What draws anyone into that “business” has to be a very specific and, hopefully, special motivation. Most would like to think every politician seeks a better world for everyone, creating and enacting laws that clearly favor justice and that enhance the responsibilities of freedom. Most would like to think politicians know their professional voice is that of their people, that self-interest alone does not belong under the dome of government; that federal, state and local office-holders realize that the power they exercise is not just theirs, that true power is shared power.

Politicians are essential to any democracy’s well-being, especially those who believe in government “of the people, by the people and for the people.” Ideally, effective politicians have a peripheral and clear-sighted vision of a better way of governing, while honoring the traditional values of our heritage and our country’s Constitution. Unfortunately, as in any business, there are those vulnerable to the seductions of self-aggrandizement and power. It is those individuals who diminish the luster of the dedicated professionals who wish a better life and world for their constituents and country.

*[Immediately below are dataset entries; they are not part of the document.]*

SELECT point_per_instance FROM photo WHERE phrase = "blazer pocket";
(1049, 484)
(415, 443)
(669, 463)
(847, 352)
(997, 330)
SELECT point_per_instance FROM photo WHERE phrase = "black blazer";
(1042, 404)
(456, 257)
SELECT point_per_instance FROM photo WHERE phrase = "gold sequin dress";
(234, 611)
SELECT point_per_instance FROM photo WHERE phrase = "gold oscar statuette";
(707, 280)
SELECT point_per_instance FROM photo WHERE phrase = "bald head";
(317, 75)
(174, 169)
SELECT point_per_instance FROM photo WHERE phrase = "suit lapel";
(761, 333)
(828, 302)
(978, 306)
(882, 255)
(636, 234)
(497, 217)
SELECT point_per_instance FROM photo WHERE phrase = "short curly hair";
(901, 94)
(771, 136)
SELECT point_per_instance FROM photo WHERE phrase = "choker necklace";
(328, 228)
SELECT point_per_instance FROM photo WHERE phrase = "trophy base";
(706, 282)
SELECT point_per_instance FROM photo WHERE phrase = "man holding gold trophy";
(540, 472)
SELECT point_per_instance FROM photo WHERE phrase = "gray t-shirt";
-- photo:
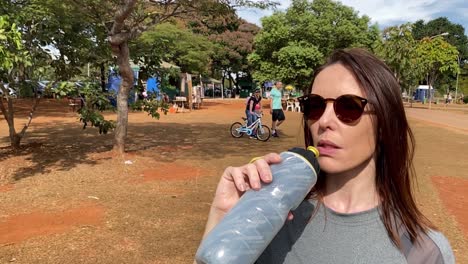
(331, 237)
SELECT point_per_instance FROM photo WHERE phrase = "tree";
(456, 33)
(171, 43)
(292, 44)
(233, 48)
(125, 20)
(437, 57)
(13, 58)
(398, 49)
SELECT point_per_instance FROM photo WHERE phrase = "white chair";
(297, 107)
(290, 105)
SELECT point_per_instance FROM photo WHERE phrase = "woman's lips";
(327, 148)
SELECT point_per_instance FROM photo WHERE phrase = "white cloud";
(388, 12)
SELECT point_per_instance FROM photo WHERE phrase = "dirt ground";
(65, 198)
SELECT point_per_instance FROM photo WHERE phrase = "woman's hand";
(234, 182)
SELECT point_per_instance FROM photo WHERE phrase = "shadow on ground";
(62, 146)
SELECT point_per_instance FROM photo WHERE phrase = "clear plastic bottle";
(249, 227)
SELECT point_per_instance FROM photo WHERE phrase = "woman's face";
(342, 146)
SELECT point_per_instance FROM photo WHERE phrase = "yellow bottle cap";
(314, 150)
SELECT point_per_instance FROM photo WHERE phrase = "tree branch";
(30, 116)
(121, 15)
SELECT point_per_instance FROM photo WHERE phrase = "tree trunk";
(103, 77)
(122, 97)
(118, 39)
(9, 117)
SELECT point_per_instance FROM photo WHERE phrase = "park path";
(440, 118)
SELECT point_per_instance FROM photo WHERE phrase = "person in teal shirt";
(276, 109)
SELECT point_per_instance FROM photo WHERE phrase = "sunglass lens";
(315, 107)
(349, 108)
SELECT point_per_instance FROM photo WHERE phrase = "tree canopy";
(292, 44)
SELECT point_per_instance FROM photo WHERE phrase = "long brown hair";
(395, 143)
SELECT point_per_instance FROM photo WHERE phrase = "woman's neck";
(352, 191)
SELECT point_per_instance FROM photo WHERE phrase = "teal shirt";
(275, 95)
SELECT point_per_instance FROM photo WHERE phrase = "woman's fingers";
(251, 172)
(238, 176)
(263, 166)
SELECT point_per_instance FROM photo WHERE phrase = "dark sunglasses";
(348, 108)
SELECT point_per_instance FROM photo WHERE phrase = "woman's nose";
(328, 118)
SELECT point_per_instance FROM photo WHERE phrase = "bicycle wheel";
(263, 133)
(235, 128)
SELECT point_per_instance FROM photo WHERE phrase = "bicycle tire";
(234, 127)
(265, 135)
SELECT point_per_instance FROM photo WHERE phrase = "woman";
(362, 209)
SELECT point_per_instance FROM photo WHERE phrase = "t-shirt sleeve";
(432, 248)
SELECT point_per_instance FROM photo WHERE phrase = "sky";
(388, 12)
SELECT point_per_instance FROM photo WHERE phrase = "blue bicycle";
(256, 129)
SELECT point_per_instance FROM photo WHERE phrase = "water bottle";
(249, 227)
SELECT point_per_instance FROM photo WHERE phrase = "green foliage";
(152, 105)
(437, 57)
(96, 119)
(398, 49)
(294, 43)
(94, 102)
(456, 33)
(171, 43)
(12, 51)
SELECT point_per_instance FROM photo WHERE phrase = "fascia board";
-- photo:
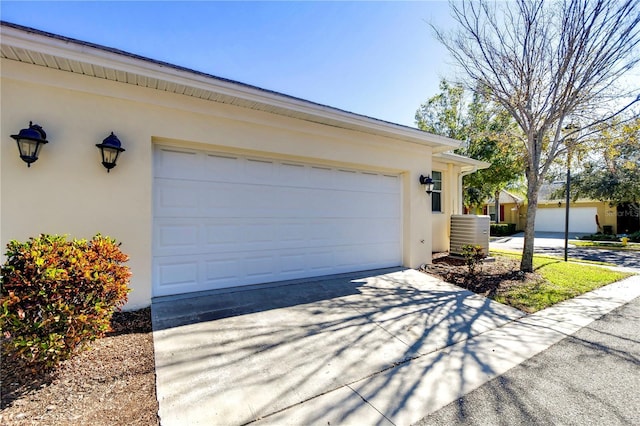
(122, 61)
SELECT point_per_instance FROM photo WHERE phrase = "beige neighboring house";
(222, 184)
(585, 215)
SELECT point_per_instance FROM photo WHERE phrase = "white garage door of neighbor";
(581, 219)
(223, 220)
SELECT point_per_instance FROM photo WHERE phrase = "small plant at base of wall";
(473, 255)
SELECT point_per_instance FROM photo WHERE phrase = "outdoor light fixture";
(29, 142)
(428, 183)
(110, 148)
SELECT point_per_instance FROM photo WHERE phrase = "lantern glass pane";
(110, 155)
(28, 148)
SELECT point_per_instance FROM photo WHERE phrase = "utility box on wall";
(469, 229)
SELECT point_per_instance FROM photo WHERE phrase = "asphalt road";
(590, 378)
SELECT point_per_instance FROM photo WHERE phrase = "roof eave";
(75, 50)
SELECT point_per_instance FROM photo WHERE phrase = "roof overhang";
(40, 48)
(466, 164)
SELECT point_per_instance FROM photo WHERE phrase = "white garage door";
(581, 219)
(223, 220)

It is difficult to understand why even the most fervent idealist would choose to experience the pressures of public service these days. Still, it is important to appreciate those who do so. It has been said in a variety of ways that, “there’s no such thing as bad publicity.” Do not try to sell that to a politician. Working under the microscope of the public eye, with the media stalking constantly, every politician lives at risk even as they know that in the political profession, accountability is as important as character.

Fact of the matter is, they have a job many would not want, on any level. Not that their work is thankless or without benefits. A career in  politics demands a Teflon ego and a resilience in dealing with criticism, differing opinions and (go to Google) ridicule. They manage to get elected, not merely because of their ideals but especially because they know the art and science of their profession.

It is a time-demanding intrusive job that “somebody has to do.” Those who do it well deserve our support, of course, but they also need to experience our appreciation.